= Warragarra rock shelter =

Ancient rock shelter in the Tasmanian highlands of Australia

Warragarra rock shelter is a rock shelter that measures about 35 x 15 meters located in the Tasmanian highlands near Mt. Ossa. The rockshelter is heavily cited as evidence of Aboriginal Tasmanians adapting to climate change allowing them new economic opportunities and survival strategies.

== History of research ==
The archaeologist Harry Lourandos cited Warragarra rockshelter as one of his main sites of archaeological significance in his paper 10,000 years in the Tasmanian highlands. Lourandos discusses how he excavated 2.5 meters squared of the site, this was enough to reveal two stratigraphic sequences that show two separate periods of habitation. In this paper Lourandos observes that during the Pleistocene much of Tasmania, including the valley that Warragarra rock shelter is located in, was covered in glaciers which had prevented humans from expanding their territory throughout Tasmania limiting them to the northern coasts of the island. Palynological studies have shown that this glaciation retreated around 11,500 years ago and temperature continued to rise until about 9,500 years ago. These climatic events along with stratigraphic layers of excavations at the site reflect that Aboriginal Tasmanians adapted to their changing climate. During this time period it is believed Aboriginal Tasmanians migrated inland from the coast to take advantage of newly available resources. Additionally Nick Porch and Jim Allen, two other prolific Australian archaeologists, state that the Warragarra rock shelter site provides significant evidence for the continued habitation of inland Tasmania.

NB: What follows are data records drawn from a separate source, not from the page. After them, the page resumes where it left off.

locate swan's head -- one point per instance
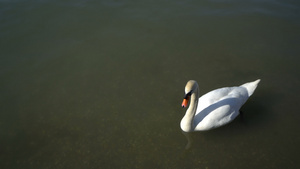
(190, 87)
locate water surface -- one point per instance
(99, 84)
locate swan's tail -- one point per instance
(251, 86)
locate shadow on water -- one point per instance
(255, 115)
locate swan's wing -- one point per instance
(219, 107)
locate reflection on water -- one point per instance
(98, 84)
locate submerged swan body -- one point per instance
(214, 109)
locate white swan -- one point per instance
(214, 109)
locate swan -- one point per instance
(215, 108)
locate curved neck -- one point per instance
(187, 122)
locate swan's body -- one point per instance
(215, 108)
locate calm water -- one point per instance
(99, 84)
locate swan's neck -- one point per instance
(187, 122)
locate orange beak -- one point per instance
(185, 102)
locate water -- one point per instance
(99, 84)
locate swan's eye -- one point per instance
(188, 95)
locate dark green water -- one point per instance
(99, 84)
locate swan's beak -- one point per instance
(185, 102)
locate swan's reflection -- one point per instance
(188, 136)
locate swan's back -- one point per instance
(220, 106)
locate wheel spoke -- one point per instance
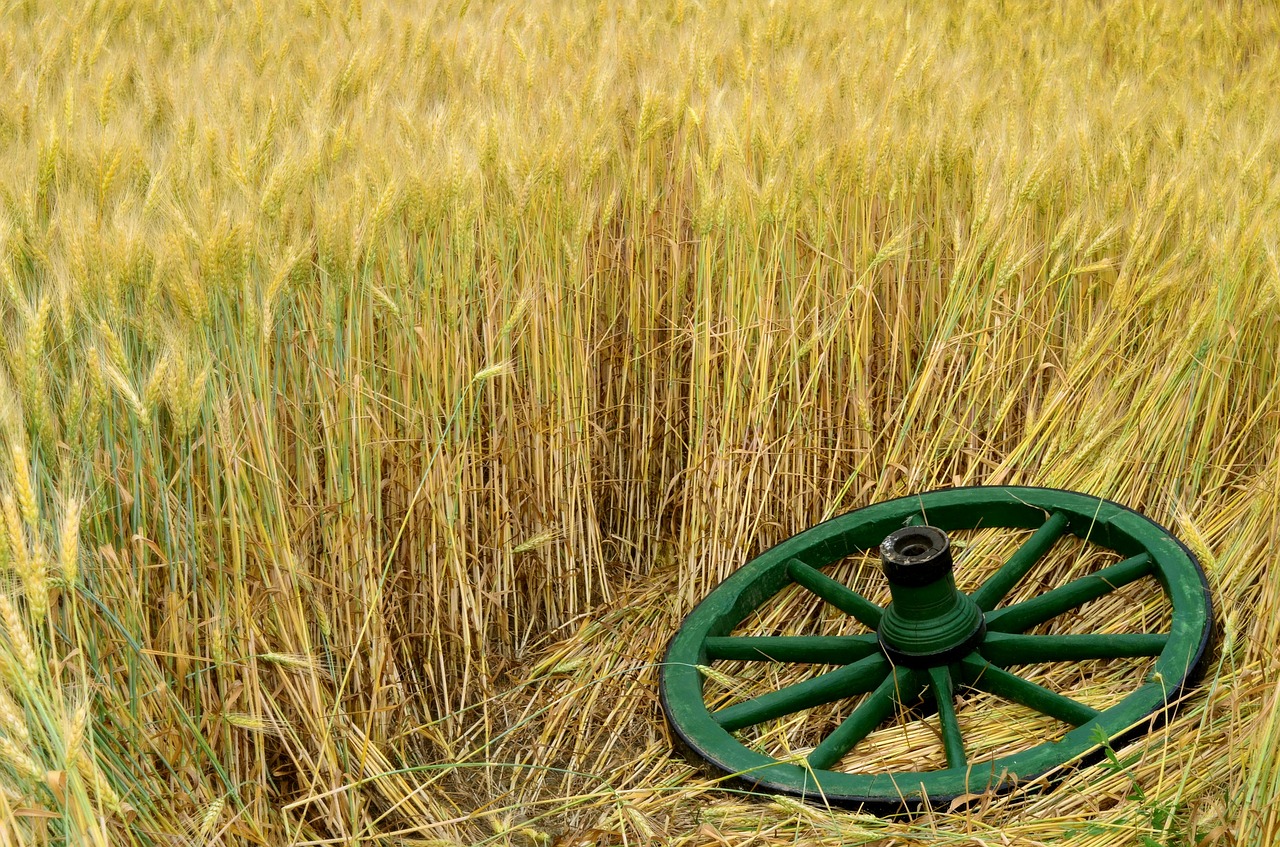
(940, 680)
(849, 681)
(1004, 649)
(836, 594)
(1000, 582)
(816, 649)
(1036, 610)
(868, 715)
(997, 681)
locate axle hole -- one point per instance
(913, 545)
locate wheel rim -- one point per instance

Porch and Allen looked further into the rock shelter determined to find if there were any earlier inhabitants of the site, looking into the way it formed to better understand occupation patterns of the site. The two archaeologists found that the rock shelter was not always the ideal habitation area it is today. It is believed that the rock shelter was partially formed by a glacier which had occupied the region, then the rock bed which had formed the shelter collapsed which created an area that was much more habitable for human occupation. In Porch and Allens' search for older inhabitants of the site they found that the site itself did not exist, at least not in the way we know today, until about 10,000 years ago.

== Archaeological evidence of human exploitation of a changed landscape ==
Tasmania being located far south on the map leaves the island vulnerable to large amounts of climatic variability it is believed that most of the island was covered in glacial ice shelfs until about 11,500 years ago when the global climate began to warm and ice caps began to melt. During this time period of rapid warming the landscape surrounding Warragarra rock shelter began to change, changing from a thick rainforest to more of a woody grassland region which was much more inhabitable. This vegetation change can be seen throughout Tasmania as the climate became more temperate. With this new warmer climate Aboriginal Tasmanians had moved inland to take advantage of new economic opportunities.

Lourandos points out that the rock shelter had two main timeframes of habitation. The older layer reveals a more temporary habitation theorized to be a rest point between two other sites. The newer layer according to Lourandos seems to be a more permanent settlement, as shown by the intensity of remains within the newer sediments.